Le ministre du Redressement productif demande, entre autres, aux opérateurs "la stabilisation du secteur". Est-ce la finalité d'un secteur que d'être stable ? A quel avenir peut prétendre un secteur qui se stabilise ?

Un secteur économique "stable", c’est a priori un secteur qui se meurt. S’il est stable, c’est que les opérateurs n’innovent plus, que les acteurs en place sont protégés des nouveaux entrants ; c’est un secteur de rentier. Un secteur comme celui-ci est promis au déclin. L’économie est un processus dynamique, en évolution constante. La déstabilisation des modèles d’hier est le lot commun, sain et bénéfique de l’économie.  

Au nom du gouvernement, Arnaud Montebourg souhaite "déjà que les candidats améliorent ces offres [de reprise] au regard de nos exigences". Quelle est la logique des contreparties exigées ? Est-ce à l'Etat de s'immiscer dans la gestion des entreprises ? Le peut-il dans ce cas précis ?
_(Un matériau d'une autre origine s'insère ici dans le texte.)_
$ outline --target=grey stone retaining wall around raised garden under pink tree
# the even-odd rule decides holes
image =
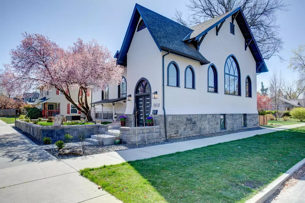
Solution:
[[[38,140],[43,137],[51,137],[52,141],[63,140],[65,134],[70,134],[77,138],[79,133],[84,133],[85,137],[89,138],[91,135],[104,134],[105,131],[108,131],[107,125],[40,126],[20,120],[15,121],[15,126]]]

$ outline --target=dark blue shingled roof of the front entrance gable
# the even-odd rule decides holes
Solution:
[[[201,62],[201,64],[209,63],[209,61],[207,61],[199,53],[193,44],[182,41],[185,36],[192,31],[190,28],[187,28],[167,17],[136,4],[120,50],[120,54],[118,56],[117,63],[119,65],[127,65],[126,54],[131,44],[131,40],[140,16],[142,17],[160,51],[168,50],[173,53],[195,59]]]

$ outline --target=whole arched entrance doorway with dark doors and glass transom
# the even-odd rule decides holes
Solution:
[[[135,113],[137,126],[147,126],[146,118],[149,116],[151,108],[151,87],[147,79],[141,78],[134,90]]]

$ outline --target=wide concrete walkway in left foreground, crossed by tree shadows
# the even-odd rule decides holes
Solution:
[[[121,201],[0,120],[0,202]]]

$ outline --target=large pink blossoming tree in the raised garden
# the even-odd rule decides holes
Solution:
[[[95,39],[88,43],[77,39],[64,50],[43,35],[22,35],[21,44],[10,52],[11,64],[5,65],[6,72],[19,84],[61,91],[88,120],[91,115],[87,92],[105,90],[107,85],[118,85],[122,80],[123,69],[116,66],[111,52]],[[71,90],[84,96],[73,101]]]

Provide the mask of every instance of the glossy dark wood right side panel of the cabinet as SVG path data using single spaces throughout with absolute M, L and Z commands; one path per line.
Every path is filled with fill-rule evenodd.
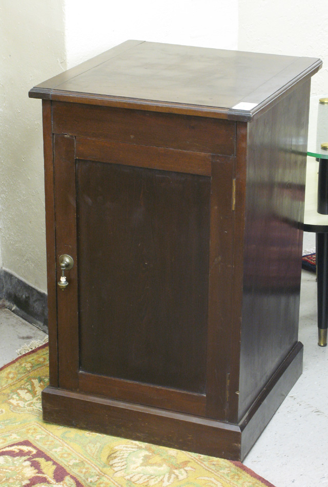
M 309 97 L 248 126 L 239 419 L 297 343 Z

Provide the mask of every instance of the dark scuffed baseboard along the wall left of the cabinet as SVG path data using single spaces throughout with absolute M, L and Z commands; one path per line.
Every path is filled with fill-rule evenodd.
M 0 269 L 0 305 L 48 332 L 47 294 L 6 269 Z

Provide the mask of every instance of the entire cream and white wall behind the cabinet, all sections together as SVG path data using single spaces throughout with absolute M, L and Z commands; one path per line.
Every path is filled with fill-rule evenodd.
M 30 88 L 133 38 L 326 63 L 325 2 L 1 0 L 0 266 L 46 290 L 41 103 Z M 328 92 L 325 65 L 312 86 Z

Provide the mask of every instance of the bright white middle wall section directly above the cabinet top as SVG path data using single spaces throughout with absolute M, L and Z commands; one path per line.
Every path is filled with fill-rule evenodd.
M 128 39 L 237 49 L 238 0 L 66 0 L 65 15 L 69 67 Z

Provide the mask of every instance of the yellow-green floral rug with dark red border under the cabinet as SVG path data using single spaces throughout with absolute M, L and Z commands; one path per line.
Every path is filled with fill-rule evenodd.
M 47 384 L 45 345 L 0 369 L 2 487 L 273 487 L 239 462 L 47 424 Z

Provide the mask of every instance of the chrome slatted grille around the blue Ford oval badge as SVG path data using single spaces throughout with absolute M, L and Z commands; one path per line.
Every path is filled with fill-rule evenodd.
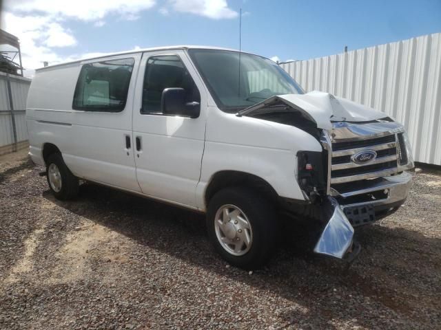
M 398 172 L 396 134 L 363 140 L 338 140 L 332 143 L 331 184 L 381 177 Z M 357 164 L 351 156 L 362 151 L 376 151 L 377 156 L 371 162 Z

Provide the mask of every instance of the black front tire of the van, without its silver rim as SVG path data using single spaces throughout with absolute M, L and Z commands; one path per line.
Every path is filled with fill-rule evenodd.
M 234 256 L 223 248 L 216 236 L 216 212 L 227 204 L 237 206 L 246 214 L 252 227 L 251 248 L 243 256 Z M 216 251 L 229 263 L 245 270 L 263 267 L 276 250 L 278 217 L 269 199 L 246 187 L 224 188 L 209 201 L 207 230 Z

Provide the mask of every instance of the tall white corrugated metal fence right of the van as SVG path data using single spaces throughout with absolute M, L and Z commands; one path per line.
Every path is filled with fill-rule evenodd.
M 305 91 L 326 91 L 406 126 L 417 162 L 441 165 L 441 33 L 281 63 Z

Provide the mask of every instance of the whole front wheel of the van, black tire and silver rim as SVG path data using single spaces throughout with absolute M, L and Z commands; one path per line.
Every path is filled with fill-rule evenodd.
M 237 267 L 252 270 L 267 263 L 276 247 L 277 223 L 273 204 L 249 188 L 225 188 L 209 201 L 209 237 L 223 259 Z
L’Etat n’a pas à se mettre à la place des dirigeants d’entreprise, surtout quand on sait comment il est lui-même un grand modèle de saine gestion. L’exception serait quand il est actionnaire d’une entreprise, ce qui est le cas d’Orange (mais pas des autres entreprises du secteur). La meilleure contrepartie que l’Etat puisse souhaiter, c’est une économie qui fonctionne bien, une concurrence saine et vive, qui garantisse des gains de pouvoir d’achat pour les consommateurs, des emplois et des rentrées fiscales.